The Aim-listed company's shares lost almost a third of their value in August after Cats stepped down following allegations he was in fact Boston-based businessman Katz, who fled the US in 1992 after he was accused of wire fraud.
Since then, the company has been forced to deny rumours it is under formal investigation by the Financial Conduct Authority (FCA) and warned earnings this year will be "materially below" previous guidance.
But today it said despite its woes, revenues had climbed to $255m (£189.7m) in the nine months to the end of September, up from $238m last year.
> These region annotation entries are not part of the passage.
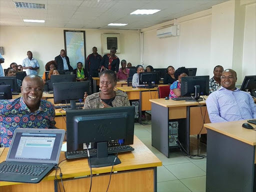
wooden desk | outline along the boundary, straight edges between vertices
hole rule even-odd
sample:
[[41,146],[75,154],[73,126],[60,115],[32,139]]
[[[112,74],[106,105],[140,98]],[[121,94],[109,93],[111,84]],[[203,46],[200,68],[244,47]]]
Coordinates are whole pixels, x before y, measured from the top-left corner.
[[[100,86],[100,78],[92,78],[94,85],[94,93],[98,92],[98,88]],[[122,86],[127,86],[126,80],[120,80],[116,82],[116,86],[114,87],[114,90],[117,90],[116,88]]]
[[[206,98],[207,96],[204,98]],[[178,140],[188,153],[190,152],[190,135],[207,132],[206,128],[202,127],[204,120],[201,114],[202,109],[204,122],[210,122],[204,100],[200,102],[200,104],[198,102],[164,98],[150,100],[150,102],[152,102],[152,146],[168,158],[170,156],[169,121],[175,120],[178,122]]]
[[243,128],[244,122],[204,124],[206,192],[256,192],[256,132]]
[[[132,152],[120,153],[118,158],[122,164],[115,166],[110,186],[109,192],[156,192],[156,167],[162,166],[160,160],[136,136]],[[8,152],[6,148],[0,162],[6,160]],[[60,162],[66,159],[62,152]],[[64,184],[66,192],[88,192],[90,182],[90,169],[87,158],[64,161],[60,164],[63,174]],[[112,167],[92,168],[92,192],[106,190]],[[39,184],[22,184],[0,182],[0,192],[54,192],[55,170],[52,171]],[[60,171],[57,172],[58,178]],[[58,180],[60,182],[60,180]],[[56,184],[56,182],[55,183]],[[60,184],[60,186],[62,184]],[[58,186],[58,184],[56,185]],[[64,191],[62,189],[62,192]]]
[[158,88],[132,88],[132,86],[117,88],[120,91],[124,92],[128,95],[129,100],[138,100],[139,101],[139,118],[138,122],[142,124],[142,112],[150,110],[151,104],[150,99],[158,98]]

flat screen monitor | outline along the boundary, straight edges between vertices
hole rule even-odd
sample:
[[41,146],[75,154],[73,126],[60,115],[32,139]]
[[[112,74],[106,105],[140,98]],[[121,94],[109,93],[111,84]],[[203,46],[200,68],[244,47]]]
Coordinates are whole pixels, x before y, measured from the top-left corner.
[[11,100],[12,98],[10,86],[0,86],[0,100]]
[[139,74],[140,84],[148,84],[148,88],[152,88],[152,84],[159,83],[159,72],[143,72]]
[[76,109],[76,100],[83,99],[84,92],[90,92],[89,81],[54,83],[52,86],[54,103],[61,104],[63,100],[70,101],[72,110]]
[[108,154],[108,142],[134,144],[134,110],[130,106],[67,111],[67,151],[84,150],[85,146],[97,142],[98,156],[90,158],[92,166],[112,166],[115,155]]
[[128,68],[129,69],[129,76],[132,76],[136,72],[135,68]]
[[0,76],[0,85],[10,85],[12,92],[17,92],[17,80],[16,76]]
[[16,72],[16,76],[18,80],[22,81],[26,76],[26,72]]
[[190,96],[192,100],[202,100],[200,96],[209,94],[210,76],[192,76],[182,78],[180,94]]
[[166,74],[166,68],[154,68],[153,71],[156,72],[159,72],[160,78],[164,78],[164,76]]
[[188,76],[196,76],[198,68],[186,68],[188,70]]
[[250,92],[250,95],[256,98],[256,76],[246,76],[240,90]]

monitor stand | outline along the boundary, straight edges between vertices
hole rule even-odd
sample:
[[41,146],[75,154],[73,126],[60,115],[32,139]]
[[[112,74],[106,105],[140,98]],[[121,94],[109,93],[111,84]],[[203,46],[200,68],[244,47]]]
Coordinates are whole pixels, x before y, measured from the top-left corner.
[[[90,167],[101,168],[112,166],[116,158],[116,155],[108,154],[108,142],[100,142],[97,144],[97,156],[90,156],[90,164],[88,158],[88,164]],[[116,158],[114,166],[120,164],[121,161]]]

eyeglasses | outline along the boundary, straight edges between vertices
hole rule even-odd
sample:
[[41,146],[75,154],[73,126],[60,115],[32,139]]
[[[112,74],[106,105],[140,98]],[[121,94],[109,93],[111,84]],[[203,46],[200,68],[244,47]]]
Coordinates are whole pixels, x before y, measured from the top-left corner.
[[220,78],[222,80],[226,80],[226,79],[228,79],[228,80],[230,80],[230,79],[232,79],[232,78],[236,78],[236,76],[220,76]]

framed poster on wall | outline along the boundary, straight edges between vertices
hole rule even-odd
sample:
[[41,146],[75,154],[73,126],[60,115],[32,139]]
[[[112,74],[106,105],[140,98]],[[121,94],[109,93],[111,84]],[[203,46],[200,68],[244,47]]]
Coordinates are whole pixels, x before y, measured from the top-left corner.
[[86,32],[84,30],[64,30],[64,44],[70,66],[74,70],[76,64],[82,62],[85,68],[86,61]]

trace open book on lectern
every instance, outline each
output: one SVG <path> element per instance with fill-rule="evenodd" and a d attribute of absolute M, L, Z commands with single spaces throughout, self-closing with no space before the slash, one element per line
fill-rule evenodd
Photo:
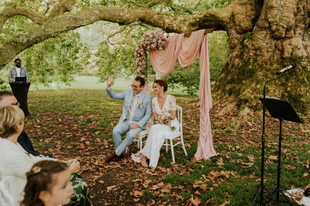
<path fill-rule="evenodd" d="M 264 103 L 264 98 L 259 98 Z M 303 123 L 304 120 L 298 117 L 290 103 L 273 97 L 266 97 L 265 105 L 271 116 L 277 119 L 281 118 L 297 123 Z"/>

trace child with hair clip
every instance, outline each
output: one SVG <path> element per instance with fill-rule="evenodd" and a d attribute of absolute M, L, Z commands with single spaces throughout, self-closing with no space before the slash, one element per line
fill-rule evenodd
<path fill-rule="evenodd" d="M 22 206 L 58 206 L 70 202 L 73 189 L 71 173 L 62 162 L 42 160 L 27 173 Z"/>

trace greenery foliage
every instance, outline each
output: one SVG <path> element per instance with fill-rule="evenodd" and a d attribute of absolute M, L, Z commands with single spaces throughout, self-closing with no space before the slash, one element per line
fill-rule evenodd
<path fill-rule="evenodd" d="M 72 11 L 75 12 L 99 5 L 125 8 L 142 7 L 150 1 L 143 0 L 138 2 L 119 0 L 91 2 L 82 0 L 77 1 Z M 151 8 L 159 12 L 178 15 L 192 14 L 210 8 L 223 8 L 230 3 L 229 0 L 183 0 L 174 2 L 172 4 L 157 4 Z M 57 3 L 49 5 L 46 15 Z M 44 13 L 46 8 L 45 4 L 22 0 L 5 1 L 0 2 L 0 10 L 11 5 L 19 4 Z M 0 34 L 0 46 L 12 38 L 16 32 L 37 26 L 36 23 L 22 16 L 15 16 L 10 18 Z M 38 44 L 26 49 L 16 57 L 22 60 L 22 65 L 27 68 L 32 82 L 46 86 L 51 82 L 69 84 L 74 81 L 75 75 L 80 74 L 95 75 L 100 77 L 100 81 L 102 82 L 111 74 L 131 78 L 135 74 L 134 53 L 137 41 L 146 31 L 154 28 L 139 23 L 129 26 L 120 26 L 100 21 Z M 227 61 L 228 37 L 225 32 L 214 32 L 209 35 L 208 39 L 210 77 L 211 81 L 214 81 Z M 149 58 L 147 60 L 148 74 L 154 74 Z M 2 87 L 7 82 L 9 69 L 14 65 L 12 61 L 0 72 L 2 81 L 0 85 Z M 181 85 L 187 87 L 184 91 L 193 95 L 199 87 L 199 61 L 196 61 L 186 69 L 176 66 L 175 70 L 166 78 L 170 85 Z"/>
However, it also said it expects to incur charges of $25m this year, including $16m of non-cash writedowns of capitalised development costs and discontinued products, and $9m expenses which it said related to "addressing the challenges... the group faced during the year".
It also said it is planning to cut costs by more than $10m next year by reducing R&D centres and cutting admin costs.
But it added that it is in "advanced discussions" with a lender to agree an advance waiver of potential breaches of covenants at the end of this year.
“In 2018, we expect double digit revenue growth, fuelled by the important 2017 US certifications, which together with our reduced cost base will lead to a significant improvement in free cash flow generation,” said Yosi Fait, who was appointed chief executive last month.
Shares fell 1.6 per cent to 155.7p in the first minutes of trading.